After almost 3 months he was allowed to start moving about. The wall was removed, though he was still tied to prevent him laying down (the strain on his leg while getting down and up again could be enough to destroy his progress) Next we moved on to walking, starting with about 20 feet, gently increasing as he became stronger. It was over a year before he was able to be turned out in the field with his friends, and another before I rode him again. Throughout it all Bertie stayed the same gentle, trusting, beautiful natured giant he had always been.

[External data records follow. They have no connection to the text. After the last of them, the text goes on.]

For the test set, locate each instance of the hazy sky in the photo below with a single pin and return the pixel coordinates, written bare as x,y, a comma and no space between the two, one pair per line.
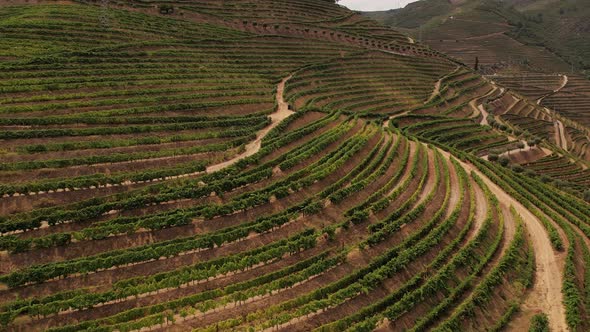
369,5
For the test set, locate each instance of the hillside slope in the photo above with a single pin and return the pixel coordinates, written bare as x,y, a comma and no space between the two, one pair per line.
279,164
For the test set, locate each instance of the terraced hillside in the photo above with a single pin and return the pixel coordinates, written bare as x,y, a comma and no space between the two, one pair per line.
256,165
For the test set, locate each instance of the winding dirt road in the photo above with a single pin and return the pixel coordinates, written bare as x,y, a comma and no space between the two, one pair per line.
546,295
281,114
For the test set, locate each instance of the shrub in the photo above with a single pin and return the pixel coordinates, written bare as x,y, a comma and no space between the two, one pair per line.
504,161
539,323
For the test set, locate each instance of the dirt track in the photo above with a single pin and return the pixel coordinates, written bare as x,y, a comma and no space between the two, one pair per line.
546,295
560,139
282,113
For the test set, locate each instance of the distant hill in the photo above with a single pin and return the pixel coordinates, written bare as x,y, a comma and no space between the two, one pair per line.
508,33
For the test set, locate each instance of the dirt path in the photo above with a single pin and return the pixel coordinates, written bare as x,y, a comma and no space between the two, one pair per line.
435,92
282,113
560,135
546,295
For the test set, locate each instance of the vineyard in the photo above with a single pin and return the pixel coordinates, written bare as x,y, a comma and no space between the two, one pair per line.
276,165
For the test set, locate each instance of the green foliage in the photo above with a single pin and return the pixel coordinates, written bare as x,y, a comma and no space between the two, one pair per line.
539,323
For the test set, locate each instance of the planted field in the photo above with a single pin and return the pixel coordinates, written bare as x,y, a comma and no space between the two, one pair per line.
220,179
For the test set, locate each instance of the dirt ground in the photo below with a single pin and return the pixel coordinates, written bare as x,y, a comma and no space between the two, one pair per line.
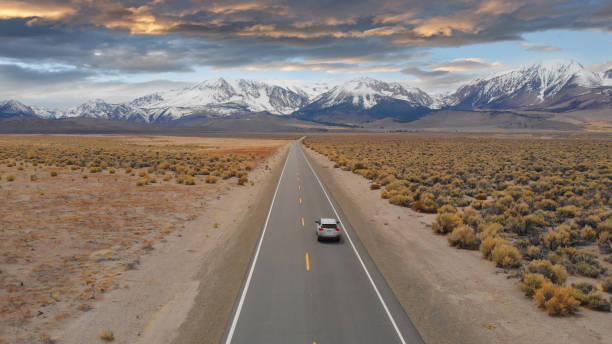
452,296
71,248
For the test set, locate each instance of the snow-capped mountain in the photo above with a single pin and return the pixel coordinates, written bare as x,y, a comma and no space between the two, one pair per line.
607,76
555,86
367,93
100,109
366,99
536,86
13,108
219,98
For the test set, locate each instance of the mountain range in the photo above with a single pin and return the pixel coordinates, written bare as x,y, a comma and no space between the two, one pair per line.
552,87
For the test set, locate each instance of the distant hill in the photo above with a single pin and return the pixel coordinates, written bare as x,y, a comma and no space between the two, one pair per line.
542,90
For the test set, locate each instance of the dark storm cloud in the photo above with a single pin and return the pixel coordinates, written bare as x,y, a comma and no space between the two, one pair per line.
154,36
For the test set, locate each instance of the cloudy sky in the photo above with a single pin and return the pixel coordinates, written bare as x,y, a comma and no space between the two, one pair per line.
59,53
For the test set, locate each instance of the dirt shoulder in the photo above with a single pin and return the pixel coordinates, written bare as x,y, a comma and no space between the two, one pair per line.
451,296
184,289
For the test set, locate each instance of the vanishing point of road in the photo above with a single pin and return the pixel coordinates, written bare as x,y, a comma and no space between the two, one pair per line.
298,290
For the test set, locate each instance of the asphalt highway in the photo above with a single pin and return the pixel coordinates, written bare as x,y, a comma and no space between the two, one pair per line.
299,290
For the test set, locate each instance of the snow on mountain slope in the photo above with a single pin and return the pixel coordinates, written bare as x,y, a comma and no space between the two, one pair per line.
14,108
223,97
607,77
102,110
367,93
530,85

Geoff (the vet) was incredible. He had fought to get Bertie treated and operated on at the amazing Animal Health Trust in Newmarket (they took him on with no charge), and Geoff never charged a penny for his time either. Geoff is a man of very few words, and most people find him a tad stand offish. After witnessing him ‘dropping in on his way home’ (which was nowhere near his way home) every night for over a year, I can tell you Geoff is a vet who doesn’t give a toss about the owners opinions, he is only concerned about the animal, and in my books that makes him a very good vet.
Bertie eventually passed away 12 years later. He lived to a ridiculous age. He had been unusually quiet and laying down more than normal. I sat in his stable with him and we both knew it was the end, and shortly before Geoff arrived, Bertie had a massive heart attack. Both Geoff and I sobbed as he finally put him to sleep. I still tear up remembering him today. He was a very, very special horse.
One horse leg on average holds up 300 pounds of horse and is used to surviving an immense amount of punishment, because running is what horses do. So while you see stories of some dog using a prosthetic or getting a cast, that’s because they lay down most of the time, are relatively light for their size, and have enough shit to do without running. A horse would break a prosthetic in a week, and it would be absolute torture to many to keep them from running for 3 months.